The Refraction of Light in Air
Mostly satisfied with the modeling of the earth's curve, light refraction remains somwhat of a mystery to me. The last three references above describe how this is calculated as a ratio. In other words, while the curving earth makes the horizon look slightly higher, light moving through air makes the horizon look lower. In ArcGIS, it is incorporated into the equation by reducing the effect's the earth's curve to only 6/7ths of the original curve. In other words, air usually lowers distant objects (from the observer's point of view) 1/7th of the distance that the earth's curve raises objects. Yoeli (1985:93) notes that this is applicable to "normal conditions."
1/7th = 0.13, hence this is the number you see in the Viewshed Tool's "Refractivity Coefficient" field.
I found a great photo essay explaining how this works, step by step, with equations showing exactly how much the earth's curvature and the refactions of air change an object's perceived height, using power plant stacks near Monterey Bay:
http://maps.unomaha.edu/Peterson/gis/Final_Projects/1998/Harmon/Final.html
For example, due to curvature, the stacks look 59 m lower. Due to refraction, they look 19 m higher. The problem is that the ratio of change due to air (19 m) to curvature (59 m) is not 1:7 (0.13), as the standard refraction coefficient suggests. It is 0.325.
Last spring I put together an Excel sheet that computes this ratio. Having the adjustable details (altitude, air pressure, wavelength, etc.) did show me that the ratio never really changes (given earthly conditions). What it did show me was that the ratio was always 0.325.

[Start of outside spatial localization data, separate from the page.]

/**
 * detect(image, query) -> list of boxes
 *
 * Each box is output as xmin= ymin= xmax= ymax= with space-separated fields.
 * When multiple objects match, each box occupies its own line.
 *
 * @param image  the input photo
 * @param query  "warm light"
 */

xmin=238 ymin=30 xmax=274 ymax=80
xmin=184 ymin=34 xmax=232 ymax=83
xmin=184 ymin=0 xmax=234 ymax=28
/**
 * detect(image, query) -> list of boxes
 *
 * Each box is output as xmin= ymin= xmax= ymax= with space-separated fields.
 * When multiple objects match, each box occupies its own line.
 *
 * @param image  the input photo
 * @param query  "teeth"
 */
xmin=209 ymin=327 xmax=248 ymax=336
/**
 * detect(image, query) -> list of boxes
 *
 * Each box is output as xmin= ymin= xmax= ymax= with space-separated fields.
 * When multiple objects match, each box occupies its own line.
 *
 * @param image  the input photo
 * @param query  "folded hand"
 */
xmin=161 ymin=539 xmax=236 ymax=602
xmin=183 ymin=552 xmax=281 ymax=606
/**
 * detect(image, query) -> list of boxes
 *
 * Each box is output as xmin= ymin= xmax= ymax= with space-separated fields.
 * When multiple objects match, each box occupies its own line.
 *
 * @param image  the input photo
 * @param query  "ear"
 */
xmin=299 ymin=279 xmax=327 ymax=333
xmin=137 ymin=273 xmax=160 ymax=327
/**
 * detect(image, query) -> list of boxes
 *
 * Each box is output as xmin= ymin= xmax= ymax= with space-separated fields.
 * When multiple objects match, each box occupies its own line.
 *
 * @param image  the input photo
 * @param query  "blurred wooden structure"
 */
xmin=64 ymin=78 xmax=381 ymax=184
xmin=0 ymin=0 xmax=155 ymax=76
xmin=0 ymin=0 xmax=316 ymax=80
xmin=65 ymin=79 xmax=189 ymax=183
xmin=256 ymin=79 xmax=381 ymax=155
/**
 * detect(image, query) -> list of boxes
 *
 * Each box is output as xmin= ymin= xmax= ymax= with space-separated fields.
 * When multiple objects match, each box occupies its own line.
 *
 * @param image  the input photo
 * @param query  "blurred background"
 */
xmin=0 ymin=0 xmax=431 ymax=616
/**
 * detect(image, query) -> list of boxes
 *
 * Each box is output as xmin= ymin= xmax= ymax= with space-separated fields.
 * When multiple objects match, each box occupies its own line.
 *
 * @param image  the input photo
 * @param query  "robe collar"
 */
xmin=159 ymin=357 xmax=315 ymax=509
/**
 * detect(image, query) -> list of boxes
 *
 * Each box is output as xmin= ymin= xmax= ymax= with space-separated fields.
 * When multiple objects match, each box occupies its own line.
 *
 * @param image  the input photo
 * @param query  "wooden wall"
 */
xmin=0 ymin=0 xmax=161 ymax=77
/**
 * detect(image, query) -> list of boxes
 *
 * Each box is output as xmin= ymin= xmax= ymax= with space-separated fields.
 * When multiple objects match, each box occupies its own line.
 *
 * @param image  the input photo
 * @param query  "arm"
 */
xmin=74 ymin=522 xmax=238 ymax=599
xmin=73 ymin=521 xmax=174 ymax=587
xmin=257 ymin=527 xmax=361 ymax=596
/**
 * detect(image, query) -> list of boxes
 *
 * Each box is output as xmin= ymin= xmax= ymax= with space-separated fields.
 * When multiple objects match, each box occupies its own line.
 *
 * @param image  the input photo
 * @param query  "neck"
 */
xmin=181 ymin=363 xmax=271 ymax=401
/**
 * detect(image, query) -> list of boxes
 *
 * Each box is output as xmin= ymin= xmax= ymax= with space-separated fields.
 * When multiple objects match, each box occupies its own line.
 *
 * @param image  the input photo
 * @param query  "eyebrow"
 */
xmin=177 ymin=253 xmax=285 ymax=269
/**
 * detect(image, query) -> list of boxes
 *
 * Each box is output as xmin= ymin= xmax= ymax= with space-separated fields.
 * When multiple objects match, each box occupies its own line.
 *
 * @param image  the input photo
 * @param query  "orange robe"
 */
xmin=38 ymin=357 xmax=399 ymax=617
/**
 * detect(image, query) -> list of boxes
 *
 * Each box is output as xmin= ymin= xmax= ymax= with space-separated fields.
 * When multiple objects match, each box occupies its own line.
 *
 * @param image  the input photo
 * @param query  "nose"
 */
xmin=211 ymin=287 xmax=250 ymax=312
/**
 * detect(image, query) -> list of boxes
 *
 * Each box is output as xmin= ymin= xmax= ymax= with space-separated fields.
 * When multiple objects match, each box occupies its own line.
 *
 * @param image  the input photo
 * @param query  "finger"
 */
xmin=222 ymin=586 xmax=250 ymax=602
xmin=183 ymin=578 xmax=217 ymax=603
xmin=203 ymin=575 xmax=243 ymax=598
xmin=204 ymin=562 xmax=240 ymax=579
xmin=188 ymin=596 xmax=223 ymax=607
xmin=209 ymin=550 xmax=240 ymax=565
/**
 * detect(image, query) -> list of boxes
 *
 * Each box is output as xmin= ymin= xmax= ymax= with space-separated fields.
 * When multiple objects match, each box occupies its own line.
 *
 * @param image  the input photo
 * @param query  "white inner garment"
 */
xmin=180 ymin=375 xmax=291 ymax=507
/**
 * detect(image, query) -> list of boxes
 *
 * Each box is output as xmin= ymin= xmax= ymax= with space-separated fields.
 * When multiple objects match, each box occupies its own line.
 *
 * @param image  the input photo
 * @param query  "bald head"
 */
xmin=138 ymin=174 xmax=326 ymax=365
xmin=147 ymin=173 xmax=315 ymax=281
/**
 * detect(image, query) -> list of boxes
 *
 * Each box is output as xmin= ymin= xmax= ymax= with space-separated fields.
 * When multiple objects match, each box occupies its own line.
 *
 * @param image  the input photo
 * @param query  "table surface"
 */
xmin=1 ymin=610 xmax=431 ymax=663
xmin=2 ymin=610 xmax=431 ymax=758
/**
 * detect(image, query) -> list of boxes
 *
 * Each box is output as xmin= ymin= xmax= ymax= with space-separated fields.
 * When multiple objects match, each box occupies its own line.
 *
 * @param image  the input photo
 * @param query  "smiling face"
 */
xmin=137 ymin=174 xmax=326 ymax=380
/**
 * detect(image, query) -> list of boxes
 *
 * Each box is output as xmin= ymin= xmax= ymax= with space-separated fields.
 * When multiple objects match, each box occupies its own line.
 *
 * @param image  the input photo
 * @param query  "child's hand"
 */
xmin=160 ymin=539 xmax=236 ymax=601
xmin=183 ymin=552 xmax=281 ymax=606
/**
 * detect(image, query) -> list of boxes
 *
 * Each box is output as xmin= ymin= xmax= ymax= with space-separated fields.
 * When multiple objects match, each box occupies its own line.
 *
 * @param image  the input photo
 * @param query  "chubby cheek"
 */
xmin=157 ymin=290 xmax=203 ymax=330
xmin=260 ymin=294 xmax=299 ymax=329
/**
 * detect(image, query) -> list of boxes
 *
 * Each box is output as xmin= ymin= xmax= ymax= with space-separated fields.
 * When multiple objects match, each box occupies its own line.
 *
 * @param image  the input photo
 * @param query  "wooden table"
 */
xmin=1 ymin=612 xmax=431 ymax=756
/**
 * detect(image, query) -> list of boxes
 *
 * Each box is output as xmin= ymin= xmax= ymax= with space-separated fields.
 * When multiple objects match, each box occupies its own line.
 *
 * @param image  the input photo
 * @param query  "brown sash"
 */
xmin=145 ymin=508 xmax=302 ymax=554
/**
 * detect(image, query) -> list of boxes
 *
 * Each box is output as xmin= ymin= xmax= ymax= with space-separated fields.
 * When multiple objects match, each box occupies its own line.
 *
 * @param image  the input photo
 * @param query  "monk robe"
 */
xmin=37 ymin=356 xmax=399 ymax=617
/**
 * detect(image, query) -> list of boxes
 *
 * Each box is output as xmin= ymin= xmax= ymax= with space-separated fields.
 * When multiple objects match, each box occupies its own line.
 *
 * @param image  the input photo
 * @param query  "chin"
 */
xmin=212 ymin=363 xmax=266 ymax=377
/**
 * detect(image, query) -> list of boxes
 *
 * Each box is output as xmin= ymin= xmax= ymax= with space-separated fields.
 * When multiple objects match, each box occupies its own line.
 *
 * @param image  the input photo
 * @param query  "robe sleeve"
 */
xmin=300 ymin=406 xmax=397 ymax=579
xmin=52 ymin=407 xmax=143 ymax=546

Should we be using 0.325 instead of 0.13? I'm still at a loss.
Fuzzy Viewsheds
As viewsheds get more refined, we need to model these things more accurately. A step in the right direction is Ogburn's (2006) update of Fisher's (1993) suggestion that viewsheds fade away over distance, or a fuzzy viewshed. In his example, viewshed fades away because 20/20 vision loses resolution over distance. The same equation, with different parameters, can be used to model any type of interference in viewshed that fade over distance. In any case, for many reasons, all viewsheds fade over distance. It seems that any responsible viewshed should incorporate this in some way. Ogburn (attched) did this in IDRISI, and I was able to get his equation to work in Arc, and will be soon posting those details.
Ogburn, Dennis E
2006 Assessing the Level of Visibility of Cultural Objects in Past Landscapes. Journal of Archaeological Science 33:405-413.
Any idea of how to calculate a non-standard refractivity coefficient would be great, not to mention how incorporate such variables into a fuzzy viewshed.